I’ve been working on an application which has an Alexa/Siri like feature. There are a few commands in my application like “Play music”, “Take a picture”, “Search on the internet” etc. Now, I’ve integrated the speech to text API which gives me the input in the form of text, but I don’t understand how to match it with the predefined commands in my app to determine which command should be executed.
I’ve read that Hamming distance and Levenshtein distance work well for string matching, but I was wondering if someone could explain it to me using code samples.
Also, can I somehow use TF-IDF vectors for this task?
You are correct, when comparing raw strings you can use Hamming or Levenshtein distances. These operations can be implemented as simple functions of two arguments (the two strings to compare).
Python has a package for computing the Levenshtein distance. Here’s an example of using it:
import Levenshtein
Levenshtein.distance('Play music', 'Take a picture') # 11
As for TF-IDF (or other feature vectors for strings) you can encode your strings into vectors and then compute geometry based distances (e.g. Euclidean, cosine) on these vectors. This could work for your task and you can find Python packages which provide this vectorization feature (scikit-learn has TF-IDF).
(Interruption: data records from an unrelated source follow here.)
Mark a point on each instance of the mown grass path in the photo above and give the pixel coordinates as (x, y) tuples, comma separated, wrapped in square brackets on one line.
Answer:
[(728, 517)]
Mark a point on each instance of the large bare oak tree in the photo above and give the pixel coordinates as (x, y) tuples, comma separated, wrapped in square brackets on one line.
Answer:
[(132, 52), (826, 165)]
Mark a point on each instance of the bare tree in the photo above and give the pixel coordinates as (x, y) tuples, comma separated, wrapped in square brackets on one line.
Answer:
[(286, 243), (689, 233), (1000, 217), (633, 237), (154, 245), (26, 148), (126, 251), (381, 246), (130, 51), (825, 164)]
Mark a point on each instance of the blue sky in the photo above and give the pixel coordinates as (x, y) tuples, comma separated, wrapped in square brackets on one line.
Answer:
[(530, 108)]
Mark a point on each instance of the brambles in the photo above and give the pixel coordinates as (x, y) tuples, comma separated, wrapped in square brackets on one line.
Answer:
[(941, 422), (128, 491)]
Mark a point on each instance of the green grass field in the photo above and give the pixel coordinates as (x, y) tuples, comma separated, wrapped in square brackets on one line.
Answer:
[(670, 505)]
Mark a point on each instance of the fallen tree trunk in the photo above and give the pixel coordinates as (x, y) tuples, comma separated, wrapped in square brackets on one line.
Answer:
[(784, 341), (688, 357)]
I would suggest you start simple by using the Levenshtein library (or implement it yourself as an exercise ) and later try out the vector approaches if you find it necessary.
The utility of TF-IDF is to determine which words in a body of text (corpus) are important. This importance is gauged using frequency of occurrence, while discounting for words occurring too frequently because such words are prepositions and other part of speech which give sentences structure but do not hold as much significance.
TF-IDF will tell you want entities the user has commanded to perform on, e.g, “When was Nelson Mandela Born?”. It will tell you “Nelson Mandela” and “born” are of interest but you need a secondary mechanism to determine what exact operation is required.